Why Payment State Machines Are Harder Than You Think

If you've worked on payment systems for any length of time, you've drawn a state machine on a whiteboard. It usually starts with three or four boxes — Authorized, Captured, Refunded, Voided — connected by a few arrows. It looks correct. It is also wrong, and the wrongness is not a matter of missing details. It's a matter of missing entire dimensions of state.

The state machine you draw on the first day is the state machine of the happy path. The state machine you discover after two years of production traffic is something else entirely: a graph with dozens of nodes, conditional transitions, asynchronous events that arrive out of order, and edges that exist only for some processors and not others. The gap between the two is the source of an enormous fraction of payment system bugs, and the gap is not closable through better upfront design. It is closable only through experience.

The state machine you draw first

Every payment system starts with something like this:

rendering…

This is a fine model of what a payment is supposed to do. It maps cleanly to the operations exposed by the processor's API: authorize, capture, void, refund. Engineers build their data model around it, store a status column on the transaction record, and write business logic that branches on the value of that column.

The problems start the day a real customer does something the diagram doesn't account for.

What the diagram is missing

Consider some events that real payment systems must handle:

An authorization is sent to the processor. The processor never responds. Is the transaction Authorized, Failed, or something else?
A capture is requested. The processor returns a successful response, but the settlement file the next day shows the transaction was rejected at settlement time. Is it Captured or Failed?
A refund is issued. The processor returns success. Three days later, the customer disputes the original charge anyway. Is the transaction Refunded or Disputed?
An authorization is partially captured for $30 of a $100 hold. The remaining $70 expires. The system needs to know that no further captures are possible. What state is that?
A void request is sent for a transaction that has already settled. The processor accepts it but converts it to a refund automatically. Is the transaction Voided or Refunded?
A chargeback arrives for a transaction that was already refunded. Is that valid? What state should it produce?

Each of these scenarios is common — not edge cases, common — and none of them fit cleanly into the four-state model. The state machine has to grow to accommodate them, and the way it grows is rarely planned. It accretes.

The dimensions you didn't know existed

A real payment state machine has at least three dimensions of state, not one.

Lifecycle state. This is what most people mean when they say "transaction state." Authorized, captured, refunded, voided, disputed, settled. It tracks where the transaction is in its operational journey.

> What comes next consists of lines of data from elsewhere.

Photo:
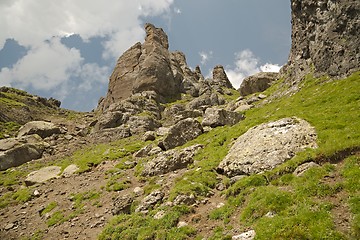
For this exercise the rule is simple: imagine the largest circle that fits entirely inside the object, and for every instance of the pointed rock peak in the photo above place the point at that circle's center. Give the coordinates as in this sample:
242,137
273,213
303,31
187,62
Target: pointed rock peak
156,35
219,76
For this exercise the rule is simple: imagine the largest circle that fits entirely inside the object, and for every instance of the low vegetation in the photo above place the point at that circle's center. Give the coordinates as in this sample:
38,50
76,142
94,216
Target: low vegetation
276,204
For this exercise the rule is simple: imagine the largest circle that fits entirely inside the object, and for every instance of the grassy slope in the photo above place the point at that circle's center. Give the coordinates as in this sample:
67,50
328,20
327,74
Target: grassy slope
301,204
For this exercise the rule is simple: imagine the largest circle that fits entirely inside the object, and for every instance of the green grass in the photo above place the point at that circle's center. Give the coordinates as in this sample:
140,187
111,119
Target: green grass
94,155
21,195
351,175
56,218
138,226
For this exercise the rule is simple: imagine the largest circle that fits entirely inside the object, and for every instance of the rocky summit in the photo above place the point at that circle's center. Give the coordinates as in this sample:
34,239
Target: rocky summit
325,38
170,154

Money state. This is what the merchant cares about. How much money was authorized? How much was captured? How much has been refunded? How much is currently held? How much has been disputed? Money state is not the same as lifecycle state — a transaction can be Captured with $50 refunded and $25 disputed, leaving $25 of the original $100 still owed to the merchant. A single status field cannot represent this.

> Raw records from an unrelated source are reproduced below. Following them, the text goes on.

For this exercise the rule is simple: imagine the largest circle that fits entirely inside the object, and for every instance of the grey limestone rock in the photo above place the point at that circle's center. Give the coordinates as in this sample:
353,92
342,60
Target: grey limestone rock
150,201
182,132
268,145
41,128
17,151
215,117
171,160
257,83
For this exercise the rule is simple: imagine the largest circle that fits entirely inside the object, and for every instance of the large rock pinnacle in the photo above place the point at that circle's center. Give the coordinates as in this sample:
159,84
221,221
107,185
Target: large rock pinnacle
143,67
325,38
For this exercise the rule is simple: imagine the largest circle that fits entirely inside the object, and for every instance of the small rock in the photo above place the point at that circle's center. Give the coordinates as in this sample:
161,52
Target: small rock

Knowledge state. This is what your system knows for sure versus what it is uncertain about. After a network timeout on a capture request, the transaction's lifecycle state is Capture Pending — Unknown. Your system does not know whether the capture succeeded. This is a real state, and treating it as either Captured or Authorized produces wrong behavior.

rendering…

Naive state machines collapse all three dimensions into one column and end up with states like partially_refunded_with_pending_dispute_unknown_capture, which is what happens when you encode three orthogonal axes into a single enum.

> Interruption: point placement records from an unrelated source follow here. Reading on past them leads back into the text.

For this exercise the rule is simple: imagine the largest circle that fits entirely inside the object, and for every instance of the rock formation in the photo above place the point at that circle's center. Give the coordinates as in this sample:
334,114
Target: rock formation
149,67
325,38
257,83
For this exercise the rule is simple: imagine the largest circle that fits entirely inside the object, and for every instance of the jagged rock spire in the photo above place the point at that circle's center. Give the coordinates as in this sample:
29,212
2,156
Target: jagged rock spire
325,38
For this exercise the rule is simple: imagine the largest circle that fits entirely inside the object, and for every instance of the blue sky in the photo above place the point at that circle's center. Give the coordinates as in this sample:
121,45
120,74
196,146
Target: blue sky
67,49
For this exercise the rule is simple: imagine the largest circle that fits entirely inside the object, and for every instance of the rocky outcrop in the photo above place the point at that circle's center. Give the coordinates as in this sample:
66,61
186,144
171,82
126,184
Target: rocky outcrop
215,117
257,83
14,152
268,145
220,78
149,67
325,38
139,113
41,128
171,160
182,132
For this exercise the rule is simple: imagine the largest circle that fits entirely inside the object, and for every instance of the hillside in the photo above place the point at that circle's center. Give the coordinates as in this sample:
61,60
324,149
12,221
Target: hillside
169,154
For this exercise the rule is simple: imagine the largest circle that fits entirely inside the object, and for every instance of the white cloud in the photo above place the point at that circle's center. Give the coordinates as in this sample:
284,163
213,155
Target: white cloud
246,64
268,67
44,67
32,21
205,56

The asynchronous event problem

Payment events don't arrive in the order they happen. A settlement notification might arrive before the original capture confirmation, because settlement files are batched and the capture confirmation is delayed by a retry. A dispute notification can arrive months after the transaction. A reversal can land before the original authorization has been fully processed by your system.

Your state machine needs to handle events that arrive in any order. The naive design — "when event X arrives, transition from state A to state B" — fails the moment X arrives before A has been reached. The system either rejects the event (losing data) or applies it incorrectly (corrupting state).

The fix is to model state transitions as the result of event reconciliation, not direct application. You don't transition from Authorized to Captured because a capture event arrived. You receive the capture event, append it to an event log, and recompute the transaction's state from the entire event history. If a settlement event arrives before the capture event, you store it. When the capture event finally arrives, you recompute the state and discover that the transaction is now both Captured and Settled. The order of arrival did not matter.

This is a fundamentally different architectural pattern from the one most teams start with. It requires that transactions be modeled as event logs, not as mutable rows. It requires that state be derived rather than stored. And it requires careful thought about how to handle events that contradict each other — because those happen too.

When events contradict each other

A processor sends a webhook saying a transaction was approved. The next day's settlement file says the same transaction was declined. Which is correct?

The honest answer is that you don't know. The settlement file is usually authoritative, but not always — sometimes the file is wrong, and the webhook was right. Sometimes both are right, and the transaction was approved and then administratively reversed. Sometimes one of them is referring to a different transaction with a similar reference number.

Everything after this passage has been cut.